The sheer cynicism of the opening number that introduces the nine assassins can take your breath away: So much anger in the insidious music, such profound despair in the fevered lyrics! According to the Proprietor (the formidable Eddie Cooper) of the show’s bizarre carnival world, “Everybody’s got the right to be happy / Everybody’s got the right to their dreams.”
So far, so good. But the song doesn’t stop there: A free country, it promises us, “means your dreams can come true” — a sentiment too often misconstrued as meaning “your dreams will come true.” That’s the dangerous misinterpretation of the freedom to dream that brings all those angry assassins to the stage — and to life.
Some of these outcasts — like the would-be killer of Ronald Reagan, John Hinckley (a hinky looking Adam Chanler-Berat) — are all too familiar. Others like Charles Guiteau (a raffish fellow, in Will Swenson’s handsome performance), who picked off James Garfield at the Buffalo State Fair, are more esoteric assassins. Each of them believed in the fiction of an American Dream that always comes true.

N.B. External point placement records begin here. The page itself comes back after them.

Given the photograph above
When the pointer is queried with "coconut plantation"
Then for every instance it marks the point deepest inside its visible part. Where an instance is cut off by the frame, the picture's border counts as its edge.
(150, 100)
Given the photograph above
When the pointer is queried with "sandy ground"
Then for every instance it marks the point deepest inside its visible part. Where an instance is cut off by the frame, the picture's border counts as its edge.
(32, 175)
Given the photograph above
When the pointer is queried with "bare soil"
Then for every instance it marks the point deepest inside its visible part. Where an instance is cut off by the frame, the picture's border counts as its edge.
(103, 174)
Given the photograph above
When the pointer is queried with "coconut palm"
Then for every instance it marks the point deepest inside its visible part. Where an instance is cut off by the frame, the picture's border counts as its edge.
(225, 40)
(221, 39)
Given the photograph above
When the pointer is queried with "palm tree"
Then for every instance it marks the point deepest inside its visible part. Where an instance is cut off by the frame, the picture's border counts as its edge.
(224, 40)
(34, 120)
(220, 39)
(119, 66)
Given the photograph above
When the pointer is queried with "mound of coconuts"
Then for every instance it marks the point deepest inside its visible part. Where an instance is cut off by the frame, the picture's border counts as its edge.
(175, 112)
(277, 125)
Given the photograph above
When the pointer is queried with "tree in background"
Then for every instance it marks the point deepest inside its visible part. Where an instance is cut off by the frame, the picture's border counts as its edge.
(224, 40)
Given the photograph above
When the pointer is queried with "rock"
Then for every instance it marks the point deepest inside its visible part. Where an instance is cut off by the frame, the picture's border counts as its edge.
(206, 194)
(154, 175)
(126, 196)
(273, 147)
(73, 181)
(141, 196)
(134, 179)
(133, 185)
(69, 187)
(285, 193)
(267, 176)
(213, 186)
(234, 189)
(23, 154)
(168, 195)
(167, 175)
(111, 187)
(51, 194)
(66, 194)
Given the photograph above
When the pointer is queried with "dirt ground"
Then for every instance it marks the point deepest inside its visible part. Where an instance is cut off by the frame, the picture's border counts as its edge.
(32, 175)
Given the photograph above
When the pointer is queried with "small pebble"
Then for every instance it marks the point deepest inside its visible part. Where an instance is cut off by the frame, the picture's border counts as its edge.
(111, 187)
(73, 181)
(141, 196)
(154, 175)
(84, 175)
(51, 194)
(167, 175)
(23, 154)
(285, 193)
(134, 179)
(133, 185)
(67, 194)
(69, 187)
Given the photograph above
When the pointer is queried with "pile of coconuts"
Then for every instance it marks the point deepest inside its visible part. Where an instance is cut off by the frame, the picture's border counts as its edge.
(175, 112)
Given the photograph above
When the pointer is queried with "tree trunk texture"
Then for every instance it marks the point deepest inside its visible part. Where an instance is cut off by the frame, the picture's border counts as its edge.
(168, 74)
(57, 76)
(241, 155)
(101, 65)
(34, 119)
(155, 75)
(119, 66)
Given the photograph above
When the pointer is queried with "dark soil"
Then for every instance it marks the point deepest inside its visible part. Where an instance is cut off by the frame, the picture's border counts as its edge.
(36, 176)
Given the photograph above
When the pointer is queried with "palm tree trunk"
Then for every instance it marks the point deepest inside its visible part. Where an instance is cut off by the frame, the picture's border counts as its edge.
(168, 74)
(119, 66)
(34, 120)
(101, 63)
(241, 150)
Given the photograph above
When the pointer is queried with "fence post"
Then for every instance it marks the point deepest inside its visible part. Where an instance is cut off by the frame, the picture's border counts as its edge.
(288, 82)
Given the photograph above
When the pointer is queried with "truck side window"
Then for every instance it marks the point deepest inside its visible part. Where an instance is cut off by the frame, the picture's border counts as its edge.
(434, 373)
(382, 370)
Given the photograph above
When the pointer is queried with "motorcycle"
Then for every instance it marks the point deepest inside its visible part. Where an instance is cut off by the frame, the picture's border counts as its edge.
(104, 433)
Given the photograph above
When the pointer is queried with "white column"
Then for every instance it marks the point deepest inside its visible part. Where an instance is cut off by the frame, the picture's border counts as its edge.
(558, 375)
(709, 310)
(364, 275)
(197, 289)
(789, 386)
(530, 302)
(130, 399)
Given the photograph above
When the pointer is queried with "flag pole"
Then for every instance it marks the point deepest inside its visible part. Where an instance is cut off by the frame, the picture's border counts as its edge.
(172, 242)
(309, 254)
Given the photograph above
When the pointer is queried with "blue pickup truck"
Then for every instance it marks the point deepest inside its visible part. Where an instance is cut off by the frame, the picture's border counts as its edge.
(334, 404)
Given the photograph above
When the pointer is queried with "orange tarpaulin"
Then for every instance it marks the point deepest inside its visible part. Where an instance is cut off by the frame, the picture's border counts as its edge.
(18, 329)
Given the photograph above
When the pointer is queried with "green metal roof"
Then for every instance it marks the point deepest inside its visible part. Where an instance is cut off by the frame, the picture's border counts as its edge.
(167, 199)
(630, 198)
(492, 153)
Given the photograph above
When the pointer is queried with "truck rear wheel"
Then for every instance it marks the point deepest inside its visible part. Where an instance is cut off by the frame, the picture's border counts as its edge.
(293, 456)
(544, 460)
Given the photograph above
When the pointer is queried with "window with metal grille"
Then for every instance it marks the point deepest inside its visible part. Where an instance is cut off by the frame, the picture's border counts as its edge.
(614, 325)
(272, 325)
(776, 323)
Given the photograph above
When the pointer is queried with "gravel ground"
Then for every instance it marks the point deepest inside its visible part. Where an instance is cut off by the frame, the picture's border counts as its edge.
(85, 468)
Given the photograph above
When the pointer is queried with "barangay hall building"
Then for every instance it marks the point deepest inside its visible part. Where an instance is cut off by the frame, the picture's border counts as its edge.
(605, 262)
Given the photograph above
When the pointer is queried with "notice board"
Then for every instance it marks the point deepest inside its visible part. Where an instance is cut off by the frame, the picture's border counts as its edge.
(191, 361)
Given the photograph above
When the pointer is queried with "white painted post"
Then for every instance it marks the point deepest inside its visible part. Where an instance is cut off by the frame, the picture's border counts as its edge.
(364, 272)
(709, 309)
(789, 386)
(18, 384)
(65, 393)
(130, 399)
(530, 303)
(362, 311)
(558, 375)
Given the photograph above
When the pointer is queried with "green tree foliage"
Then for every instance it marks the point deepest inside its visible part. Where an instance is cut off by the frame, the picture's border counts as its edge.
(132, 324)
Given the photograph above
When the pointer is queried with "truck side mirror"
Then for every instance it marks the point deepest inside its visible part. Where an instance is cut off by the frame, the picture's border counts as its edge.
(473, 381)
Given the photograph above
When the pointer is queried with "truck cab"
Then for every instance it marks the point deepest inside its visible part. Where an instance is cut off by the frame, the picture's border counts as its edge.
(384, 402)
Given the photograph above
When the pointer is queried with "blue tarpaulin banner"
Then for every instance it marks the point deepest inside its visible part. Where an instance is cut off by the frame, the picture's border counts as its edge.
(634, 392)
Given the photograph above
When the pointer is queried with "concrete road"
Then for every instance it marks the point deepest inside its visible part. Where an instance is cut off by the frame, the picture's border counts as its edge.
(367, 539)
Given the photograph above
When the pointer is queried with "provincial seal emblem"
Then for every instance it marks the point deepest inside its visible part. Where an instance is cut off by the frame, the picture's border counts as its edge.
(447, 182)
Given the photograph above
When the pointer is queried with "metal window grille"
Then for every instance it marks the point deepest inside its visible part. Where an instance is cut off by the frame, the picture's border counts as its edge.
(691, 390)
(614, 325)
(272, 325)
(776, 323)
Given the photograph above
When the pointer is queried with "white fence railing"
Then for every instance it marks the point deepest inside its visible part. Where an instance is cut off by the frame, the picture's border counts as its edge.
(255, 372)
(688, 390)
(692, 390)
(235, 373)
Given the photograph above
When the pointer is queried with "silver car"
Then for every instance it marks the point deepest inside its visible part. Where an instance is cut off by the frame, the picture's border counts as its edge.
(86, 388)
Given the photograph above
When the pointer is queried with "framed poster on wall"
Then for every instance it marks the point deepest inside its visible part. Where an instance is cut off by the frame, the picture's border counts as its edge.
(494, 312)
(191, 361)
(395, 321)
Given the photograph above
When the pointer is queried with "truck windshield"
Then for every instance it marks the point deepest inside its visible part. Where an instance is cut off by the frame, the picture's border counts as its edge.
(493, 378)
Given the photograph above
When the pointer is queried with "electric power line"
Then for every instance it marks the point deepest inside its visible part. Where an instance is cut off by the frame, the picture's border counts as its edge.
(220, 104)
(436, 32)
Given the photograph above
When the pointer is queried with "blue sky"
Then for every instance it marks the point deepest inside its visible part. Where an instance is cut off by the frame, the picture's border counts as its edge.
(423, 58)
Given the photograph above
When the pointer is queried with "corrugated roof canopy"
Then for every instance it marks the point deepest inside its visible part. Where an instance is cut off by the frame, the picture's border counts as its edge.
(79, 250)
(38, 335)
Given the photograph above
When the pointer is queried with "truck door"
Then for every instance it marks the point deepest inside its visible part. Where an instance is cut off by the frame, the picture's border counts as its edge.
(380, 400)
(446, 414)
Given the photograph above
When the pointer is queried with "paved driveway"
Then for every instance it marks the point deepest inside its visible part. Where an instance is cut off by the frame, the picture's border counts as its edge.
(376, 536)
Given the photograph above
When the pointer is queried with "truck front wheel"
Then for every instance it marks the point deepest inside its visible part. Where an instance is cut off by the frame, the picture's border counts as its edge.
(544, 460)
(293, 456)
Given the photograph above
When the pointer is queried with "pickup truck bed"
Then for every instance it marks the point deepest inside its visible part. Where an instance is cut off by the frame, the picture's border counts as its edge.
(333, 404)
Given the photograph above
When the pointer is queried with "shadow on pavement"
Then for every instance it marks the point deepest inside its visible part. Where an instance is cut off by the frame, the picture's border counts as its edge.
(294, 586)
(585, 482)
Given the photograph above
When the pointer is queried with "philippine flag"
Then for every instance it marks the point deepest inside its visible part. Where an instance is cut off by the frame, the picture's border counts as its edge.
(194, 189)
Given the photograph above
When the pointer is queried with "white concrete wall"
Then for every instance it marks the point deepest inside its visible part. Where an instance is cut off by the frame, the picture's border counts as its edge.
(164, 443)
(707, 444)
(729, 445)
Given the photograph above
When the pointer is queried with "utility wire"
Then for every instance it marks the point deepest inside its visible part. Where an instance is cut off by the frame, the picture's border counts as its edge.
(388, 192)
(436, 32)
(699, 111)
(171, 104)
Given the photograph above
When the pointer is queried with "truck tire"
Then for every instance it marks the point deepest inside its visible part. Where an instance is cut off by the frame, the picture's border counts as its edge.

So, no, our dreams don’t necessarily come true. Life just doesn’t work out that way. But that’s the bogus American Dream we’ve all bought, consumed and digested. It almost seems inevitable that certain everybodies like the fanatics and would-be killers assembled here should feel duped, cheated, deprived and murderously angry. After being denied the entitlements promised by the myth of American exceptionalism that defines us, who wouldn’t pick up a gun?
“Hey, fella, feel like you’re a failure?” tempts the devilish Proprietor. “Feel misunderstood? C’mere and kill a President.” Sure, that’ll heal your wounded soul. And one after another, they step forward to receive their guns, in a collective handout staged as a ceremony in which guns are received with the reverence of a religious communion. As cannily staged by Doyle, this scene really sizzles.
“I want prize! You gimme prize!” demands the would-be anarchist Giuseppe Zangara (a wild-eyed Wesley Taylor), who used that prize to shoot (and miss) President Franklin Delano Roosevelt. “All I want for Christmas is my Constitutional right!” declaims Samuel Byck (Andy Grotelueschen, resplendent in a shabby Santa Claus costume), who tried to hijack an airplane with which to assassinate Richard Nixon.
“Aim for what you want a lot / Everybody gets a shot,” as one cynical lyric exhorts losers like John Wilkes Booth (so desperately sincere in Pasquale’s seductive perf), who dreamed of being a hero when he struck down Lincoln. “They say you killed a country, John / Because of bad reviews,” the dispassionate Balladeer (Slater again) taunts him.
“Tell ’em, boy,” our would-be savior exhorts the balladeer, who sings his story in what might be the show’s saddest lyric. “Tell them how the country is not what it was / Where there’s blood on the clover / How the nation can never again / Be the hope that it was.”
Promises made, promises broken: That does seem to be the whole point of this politically piercing and tragically funny musical. We promise the world to our gullible kind, and recoil in horror when some among us take that word as gospel — and feel so aggrieved that they become violent when they fail to win the “prize” that was promised at the sharpshooter booth of this carnival country.